COLLECTION_NAME = "documents"
VECTOR_INDEX_NAME = "vector-diskann"
mongodb_client = pymongo.MongoClient(
os.environ["DOCUMENTDB_URI"],
appname="llamaindex-sample",
)
vector_store = AzureCosmosDBMongoDBVectorSearch(
mongodb_client=mongodb_client,
db_name=DB_NAME,
collection_name=COLLECTION_NAME,
index_name=VECTOR_INDEX_NAME,
embedding_key="embedding",
text_key="text",
)
storage_context = StorageContext.from_defaults(vector_store=vector_store)
index = VectorStoreIndex.from_documents(
documents,
storage_context=storage_context,
show_progress=True,
)
Key parameters:
| Parameter | Purpose |
|---|---|
db_name / collection_name |
Target database and collection. |
index_name |
Name of the vector index used by cosmosSearch queries. |
embedding_key |
Field that stores the vector. |
text_key |
Field that stores the chunk text. |
Create a DiskANN vector index
LlamaIndex doesn't create the vector index — call create_index on the underlying collection with cosmosSearchOptions after writing your chunks. The cell is idempotent: re-running it skips creation if an index by the same name exists.
EMBEDDING_DIMS = 1536 # text-embedding-3-small
coll = mongodb_client[DB_NAME][COLLECTION_NAME]
existing = {idx["name"] for idx in coll.list_indexes()}
if VECTOR_INDEX_NAME not in existing:
coll.create_index(
[("embedding", "cosmosSearch")],
name=VECTOR_INDEX_NAME,
cosmosSearchOptions={
"kind": "vector-diskann",
"dimensions": EMBEDDING_DIMS,
"similarity": "COS",
"maxDegree": 32,
"lBuild": 50,
},
)
For HNSW or IVF, change kind to vector-hnsw or vector-ivf and adjust the algorithm-specific options (for example, m and efConstruction for HNSW, numLists for IVF).
Query the index
Convert the index into a query engine and ask natural-language questions. The engine retrieves the top-k most similar chunks and grounds the LLM's answer in them.
import textwrap
query_engine = index.as_query_engine()
response = query_engine.query("Which vector index should I pick for production?")
print(textwrap.fill(str(response), 100))
To inspect the chunks the engine grounded its answer on, read response.source_nodes:
for src in response.source_nodes:
print(f"- {src.metadata.get('title')} (score={src.score:.3f})")
Filter retrieval by metadata
Use MetadataFilters to restrict retrieval to chunks whose metadata matches an exact value.

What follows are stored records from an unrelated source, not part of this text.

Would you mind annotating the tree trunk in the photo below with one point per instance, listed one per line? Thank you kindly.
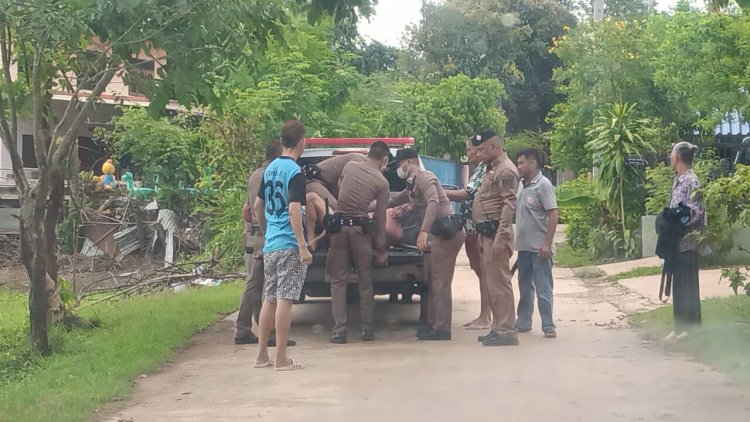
(622, 215)
(34, 259)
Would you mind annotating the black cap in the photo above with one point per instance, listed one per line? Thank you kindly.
(482, 137)
(404, 154)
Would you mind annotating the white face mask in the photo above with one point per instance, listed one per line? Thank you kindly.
(401, 173)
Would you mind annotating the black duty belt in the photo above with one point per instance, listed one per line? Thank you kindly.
(334, 222)
(352, 221)
(254, 230)
(488, 228)
(448, 226)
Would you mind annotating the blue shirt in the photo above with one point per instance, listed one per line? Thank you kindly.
(474, 183)
(283, 183)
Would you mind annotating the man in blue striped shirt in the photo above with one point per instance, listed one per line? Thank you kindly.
(286, 256)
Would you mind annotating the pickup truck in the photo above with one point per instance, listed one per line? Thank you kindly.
(407, 270)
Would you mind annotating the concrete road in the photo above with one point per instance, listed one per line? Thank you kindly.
(597, 370)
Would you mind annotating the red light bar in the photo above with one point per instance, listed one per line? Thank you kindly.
(357, 141)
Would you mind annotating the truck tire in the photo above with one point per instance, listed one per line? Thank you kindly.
(352, 294)
(423, 299)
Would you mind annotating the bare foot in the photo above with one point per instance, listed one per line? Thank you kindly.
(478, 324)
(314, 242)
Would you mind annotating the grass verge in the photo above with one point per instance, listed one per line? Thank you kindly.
(93, 367)
(723, 340)
(635, 273)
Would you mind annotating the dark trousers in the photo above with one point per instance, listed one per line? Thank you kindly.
(685, 292)
(351, 247)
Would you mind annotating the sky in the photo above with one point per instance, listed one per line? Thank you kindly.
(393, 16)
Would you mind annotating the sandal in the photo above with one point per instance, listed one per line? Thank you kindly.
(291, 367)
(265, 364)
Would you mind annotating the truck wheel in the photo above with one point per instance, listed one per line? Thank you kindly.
(352, 294)
(423, 299)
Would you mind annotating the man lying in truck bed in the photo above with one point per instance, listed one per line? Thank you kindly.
(406, 271)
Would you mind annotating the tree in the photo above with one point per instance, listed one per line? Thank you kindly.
(704, 61)
(719, 5)
(614, 9)
(48, 43)
(507, 40)
(618, 133)
(442, 116)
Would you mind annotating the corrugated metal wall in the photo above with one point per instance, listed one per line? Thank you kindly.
(448, 172)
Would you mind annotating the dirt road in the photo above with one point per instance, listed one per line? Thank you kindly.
(597, 370)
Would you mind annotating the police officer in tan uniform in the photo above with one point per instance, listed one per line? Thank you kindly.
(251, 297)
(323, 177)
(492, 211)
(352, 235)
(441, 235)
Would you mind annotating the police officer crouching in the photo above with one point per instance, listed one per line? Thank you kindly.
(352, 234)
(492, 211)
(441, 235)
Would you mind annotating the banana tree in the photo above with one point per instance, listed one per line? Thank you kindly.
(617, 135)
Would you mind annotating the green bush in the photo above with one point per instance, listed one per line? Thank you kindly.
(579, 216)
(527, 139)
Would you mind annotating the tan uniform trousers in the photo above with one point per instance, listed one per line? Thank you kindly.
(496, 276)
(442, 265)
(253, 294)
(351, 247)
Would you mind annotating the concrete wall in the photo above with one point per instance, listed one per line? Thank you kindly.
(102, 114)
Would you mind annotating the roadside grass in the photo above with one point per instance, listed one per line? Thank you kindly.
(635, 273)
(567, 257)
(723, 340)
(92, 367)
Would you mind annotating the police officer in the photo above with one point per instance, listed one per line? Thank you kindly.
(352, 237)
(251, 297)
(492, 211)
(466, 197)
(441, 235)
(323, 178)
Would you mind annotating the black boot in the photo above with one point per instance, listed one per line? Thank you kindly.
(338, 337)
(435, 335)
(368, 334)
(423, 329)
(488, 336)
(501, 340)
(248, 339)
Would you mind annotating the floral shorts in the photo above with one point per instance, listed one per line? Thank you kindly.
(284, 275)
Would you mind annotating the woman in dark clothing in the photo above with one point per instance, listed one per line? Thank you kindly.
(685, 191)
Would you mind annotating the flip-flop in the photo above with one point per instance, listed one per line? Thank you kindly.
(265, 364)
(476, 327)
(293, 366)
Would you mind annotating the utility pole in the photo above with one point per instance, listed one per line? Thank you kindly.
(598, 10)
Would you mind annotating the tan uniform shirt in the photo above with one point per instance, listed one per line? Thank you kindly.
(427, 196)
(331, 168)
(253, 187)
(362, 183)
(496, 198)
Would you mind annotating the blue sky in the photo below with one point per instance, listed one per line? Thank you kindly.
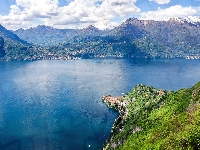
(15, 14)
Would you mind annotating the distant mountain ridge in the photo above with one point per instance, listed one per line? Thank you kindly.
(175, 38)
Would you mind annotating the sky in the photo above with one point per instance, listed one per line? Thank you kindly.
(74, 14)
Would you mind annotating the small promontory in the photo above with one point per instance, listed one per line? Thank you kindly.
(151, 118)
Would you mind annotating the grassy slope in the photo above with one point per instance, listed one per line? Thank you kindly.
(158, 120)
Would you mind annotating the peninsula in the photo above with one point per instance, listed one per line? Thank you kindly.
(151, 118)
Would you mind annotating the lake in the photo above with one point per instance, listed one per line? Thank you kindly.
(56, 105)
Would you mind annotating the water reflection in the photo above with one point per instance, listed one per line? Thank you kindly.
(57, 104)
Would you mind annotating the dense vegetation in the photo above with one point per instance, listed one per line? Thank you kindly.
(157, 119)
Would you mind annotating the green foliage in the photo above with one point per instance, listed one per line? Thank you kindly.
(158, 120)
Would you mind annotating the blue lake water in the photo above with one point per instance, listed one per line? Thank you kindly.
(56, 105)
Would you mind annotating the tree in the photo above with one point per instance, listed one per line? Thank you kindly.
(2, 51)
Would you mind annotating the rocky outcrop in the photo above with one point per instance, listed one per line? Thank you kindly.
(2, 51)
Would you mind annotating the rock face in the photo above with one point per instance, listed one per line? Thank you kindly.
(2, 51)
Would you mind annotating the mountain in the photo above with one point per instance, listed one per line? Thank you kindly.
(48, 36)
(175, 38)
(10, 42)
(151, 118)
(9, 35)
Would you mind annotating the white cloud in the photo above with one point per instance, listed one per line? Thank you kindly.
(160, 1)
(77, 14)
(165, 14)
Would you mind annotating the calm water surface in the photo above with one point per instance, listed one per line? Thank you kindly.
(56, 105)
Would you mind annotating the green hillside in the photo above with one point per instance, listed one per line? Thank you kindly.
(153, 119)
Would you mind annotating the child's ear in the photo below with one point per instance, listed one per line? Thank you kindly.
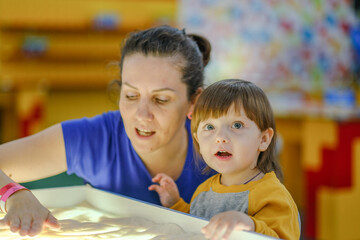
(266, 137)
(195, 137)
(195, 98)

The vector store translates the filter into a cosmosSearch.filter clause that runs inside the kNN stage.
from llama_index.core.vector_stores import ExactMatchFilter, MetadataFilters
filters = MetadataFilters(filters=[ExactMatchFilter(key="category", value="ops")])
filtered_engine = index.as_query_engine(similarity_top_k=2, filters=filters)

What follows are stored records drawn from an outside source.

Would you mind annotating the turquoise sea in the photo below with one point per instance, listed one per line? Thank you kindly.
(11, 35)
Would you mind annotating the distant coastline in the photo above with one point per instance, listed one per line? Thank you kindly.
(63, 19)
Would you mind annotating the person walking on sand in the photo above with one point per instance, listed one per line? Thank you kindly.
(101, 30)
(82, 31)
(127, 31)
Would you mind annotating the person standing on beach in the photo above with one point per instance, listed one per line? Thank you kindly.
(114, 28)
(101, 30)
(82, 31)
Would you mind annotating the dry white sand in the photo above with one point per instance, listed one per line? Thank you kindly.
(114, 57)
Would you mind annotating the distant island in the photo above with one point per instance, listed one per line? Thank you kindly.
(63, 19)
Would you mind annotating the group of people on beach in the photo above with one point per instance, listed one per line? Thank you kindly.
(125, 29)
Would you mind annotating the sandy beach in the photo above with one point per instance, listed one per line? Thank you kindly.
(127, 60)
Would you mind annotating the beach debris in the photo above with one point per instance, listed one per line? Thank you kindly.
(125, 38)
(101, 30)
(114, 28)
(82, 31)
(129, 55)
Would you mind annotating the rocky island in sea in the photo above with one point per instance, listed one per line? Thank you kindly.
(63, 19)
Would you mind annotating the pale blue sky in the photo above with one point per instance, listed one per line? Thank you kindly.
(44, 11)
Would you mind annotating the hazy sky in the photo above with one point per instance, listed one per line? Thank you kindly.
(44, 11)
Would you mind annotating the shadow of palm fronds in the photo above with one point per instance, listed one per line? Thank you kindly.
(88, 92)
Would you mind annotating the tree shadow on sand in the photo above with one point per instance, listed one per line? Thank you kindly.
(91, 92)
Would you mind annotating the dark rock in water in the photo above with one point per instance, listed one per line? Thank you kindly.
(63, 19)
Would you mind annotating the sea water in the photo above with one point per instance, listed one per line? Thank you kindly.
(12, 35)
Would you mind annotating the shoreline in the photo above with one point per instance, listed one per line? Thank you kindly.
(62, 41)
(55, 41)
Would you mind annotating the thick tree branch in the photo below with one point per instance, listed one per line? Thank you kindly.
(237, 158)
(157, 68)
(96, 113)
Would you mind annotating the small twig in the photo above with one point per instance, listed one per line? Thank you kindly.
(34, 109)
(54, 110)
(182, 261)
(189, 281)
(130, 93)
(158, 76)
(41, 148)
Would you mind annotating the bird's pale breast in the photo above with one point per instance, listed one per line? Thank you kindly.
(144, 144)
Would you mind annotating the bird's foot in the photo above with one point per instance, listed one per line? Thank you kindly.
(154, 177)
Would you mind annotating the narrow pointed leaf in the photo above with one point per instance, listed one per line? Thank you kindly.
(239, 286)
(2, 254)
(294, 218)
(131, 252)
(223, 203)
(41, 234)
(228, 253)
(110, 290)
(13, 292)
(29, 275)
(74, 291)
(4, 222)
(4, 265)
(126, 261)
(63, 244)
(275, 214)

print(filtered_engine.query("How should I configure my Mongo client?"))
The same pattern works with other LlamaIndex query engines — RetrieverQueryEngine, SubQuestionQueryEngine, RouterQueryEngine, and agents — once the vector store is wired up.

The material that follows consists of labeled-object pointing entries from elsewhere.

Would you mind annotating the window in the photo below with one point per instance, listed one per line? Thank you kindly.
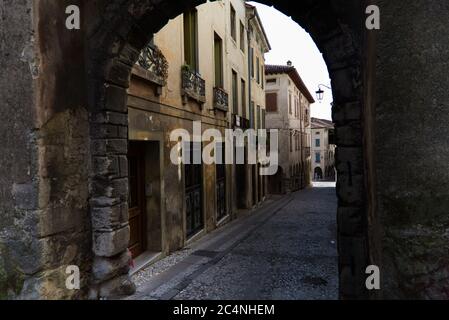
(251, 115)
(252, 62)
(296, 108)
(272, 102)
(242, 37)
(263, 119)
(218, 61)
(243, 93)
(291, 141)
(233, 24)
(235, 97)
(191, 39)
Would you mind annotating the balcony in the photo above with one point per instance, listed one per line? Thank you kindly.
(193, 86)
(221, 99)
(154, 65)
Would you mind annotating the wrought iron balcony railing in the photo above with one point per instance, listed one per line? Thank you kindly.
(154, 62)
(193, 86)
(221, 99)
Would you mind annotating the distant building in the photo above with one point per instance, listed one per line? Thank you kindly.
(323, 150)
(288, 110)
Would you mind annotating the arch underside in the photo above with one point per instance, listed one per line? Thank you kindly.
(117, 35)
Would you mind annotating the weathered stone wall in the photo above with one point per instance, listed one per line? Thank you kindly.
(64, 166)
(18, 156)
(45, 221)
(412, 148)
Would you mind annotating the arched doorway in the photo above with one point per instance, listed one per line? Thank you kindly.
(318, 173)
(123, 28)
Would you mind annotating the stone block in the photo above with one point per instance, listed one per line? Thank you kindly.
(119, 74)
(106, 187)
(349, 160)
(115, 98)
(107, 268)
(106, 166)
(102, 147)
(116, 287)
(25, 196)
(111, 243)
(345, 86)
(351, 111)
(108, 117)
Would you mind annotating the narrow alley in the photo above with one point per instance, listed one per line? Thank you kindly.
(284, 250)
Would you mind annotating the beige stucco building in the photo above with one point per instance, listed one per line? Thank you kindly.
(197, 69)
(323, 149)
(288, 110)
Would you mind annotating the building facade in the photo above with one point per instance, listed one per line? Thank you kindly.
(288, 111)
(323, 150)
(200, 69)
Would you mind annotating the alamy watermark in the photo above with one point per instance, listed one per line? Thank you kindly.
(235, 147)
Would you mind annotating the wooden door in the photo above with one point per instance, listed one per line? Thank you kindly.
(194, 194)
(136, 200)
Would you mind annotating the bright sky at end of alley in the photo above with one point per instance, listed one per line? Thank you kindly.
(289, 41)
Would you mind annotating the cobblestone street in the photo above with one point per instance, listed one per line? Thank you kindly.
(285, 250)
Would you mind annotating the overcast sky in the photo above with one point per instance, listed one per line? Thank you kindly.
(291, 42)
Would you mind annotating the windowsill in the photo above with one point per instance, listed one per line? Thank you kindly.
(144, 260)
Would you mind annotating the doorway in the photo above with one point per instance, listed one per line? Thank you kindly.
(136, 198)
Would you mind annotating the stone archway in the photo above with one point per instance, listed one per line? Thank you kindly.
(119, 30)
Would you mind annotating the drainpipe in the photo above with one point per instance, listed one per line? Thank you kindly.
(250, 79)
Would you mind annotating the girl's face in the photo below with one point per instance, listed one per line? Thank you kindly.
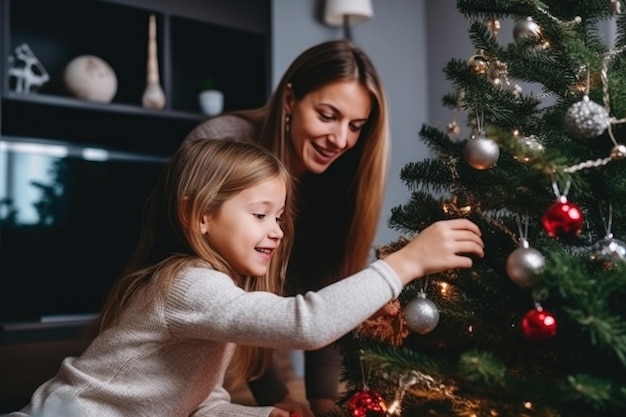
(246, 230)
(325, 124)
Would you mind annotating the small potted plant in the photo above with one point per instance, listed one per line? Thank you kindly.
(211, 98)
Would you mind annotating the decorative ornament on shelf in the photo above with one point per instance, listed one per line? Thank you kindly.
(153, 96)
(524, 263)
(539, 325)
(90, 78)
(481, 152)
(210, 98)
(562, 219)
(421, 314)
(27, 71)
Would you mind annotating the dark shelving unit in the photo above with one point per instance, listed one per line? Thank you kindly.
(225, 40)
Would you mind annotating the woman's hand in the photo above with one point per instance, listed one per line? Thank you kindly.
(443, 245)
(288, 407)
(324, 406)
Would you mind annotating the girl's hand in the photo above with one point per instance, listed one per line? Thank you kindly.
(443, 245)
(278, 412)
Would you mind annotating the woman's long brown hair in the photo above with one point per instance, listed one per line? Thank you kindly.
(352, 189)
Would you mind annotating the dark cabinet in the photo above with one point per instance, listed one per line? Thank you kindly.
(226, 41)
(70, 208)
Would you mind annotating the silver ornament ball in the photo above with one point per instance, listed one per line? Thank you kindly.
(608, 251)
(586, 119)
(421, 315)
(532, 148)
(526, 28)
(523, 263)
(481, 152)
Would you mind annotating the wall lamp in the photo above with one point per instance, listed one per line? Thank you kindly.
(347, 13)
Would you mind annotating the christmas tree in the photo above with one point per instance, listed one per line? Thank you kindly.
(538, 326)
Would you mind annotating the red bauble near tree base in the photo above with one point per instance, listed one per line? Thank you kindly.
(539, 325)
(563, 219)
(367, 403)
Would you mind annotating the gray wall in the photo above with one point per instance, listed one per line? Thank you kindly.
(410, 41)
(395, 40)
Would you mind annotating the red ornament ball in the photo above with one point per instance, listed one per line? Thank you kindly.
(563, 219)
(539, 325)
(367, 403)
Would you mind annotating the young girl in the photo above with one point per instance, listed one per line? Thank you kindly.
(200, 300)
(327, 121)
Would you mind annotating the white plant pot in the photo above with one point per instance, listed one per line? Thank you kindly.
(211, 102)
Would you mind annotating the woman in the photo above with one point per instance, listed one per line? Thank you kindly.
(327, 122)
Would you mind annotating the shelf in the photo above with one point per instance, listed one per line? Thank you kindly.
(194, 42)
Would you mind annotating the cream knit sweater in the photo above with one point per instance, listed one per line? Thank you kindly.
(168, 356)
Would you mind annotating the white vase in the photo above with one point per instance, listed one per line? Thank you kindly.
(211, 102)
(153, 96)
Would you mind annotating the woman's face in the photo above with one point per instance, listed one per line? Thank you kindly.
(325, 124)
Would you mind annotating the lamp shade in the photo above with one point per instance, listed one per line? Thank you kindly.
(357, 11)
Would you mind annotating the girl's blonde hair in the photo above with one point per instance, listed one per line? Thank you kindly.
(199, 178)
(348, 197)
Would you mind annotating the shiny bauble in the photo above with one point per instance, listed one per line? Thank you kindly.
(608, 251)
(367, 403)
(481, 152)
(531, 148)
(586, 119)
(90, 78)
(539, 325)
(478, 64)
(523, 265)
(421, 314)
(563, 219)
(527, 29)
(493, 25)
(618, 152)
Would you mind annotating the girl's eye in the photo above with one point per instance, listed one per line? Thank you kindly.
(356, 128)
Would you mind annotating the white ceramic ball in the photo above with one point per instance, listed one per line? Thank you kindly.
(90, 78)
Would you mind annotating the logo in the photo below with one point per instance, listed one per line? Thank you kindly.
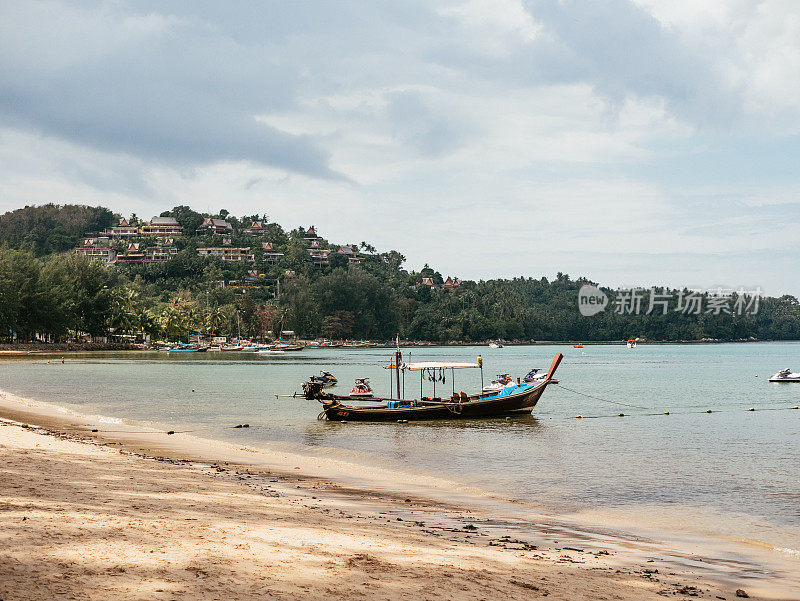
(591, 300)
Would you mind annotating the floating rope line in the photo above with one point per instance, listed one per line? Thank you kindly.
(597, 398)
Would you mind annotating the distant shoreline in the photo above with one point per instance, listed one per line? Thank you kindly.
(93, 347)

View and manage data in Visual Studio Code
You can browse the persisted chunks, embeddings, and vector index without leaving your editor.
Install the Azure DocumentDB extension for Visual Studio Code.
Connect to your Azure DocumentDB cluster from the DocumentDB Connections view by using the same connection string you set as
DOCUMENTDB_URI.Expand the
llamaindex_db.documentscollection to view chunks, run find queries, and inspect the DiskANN vector index.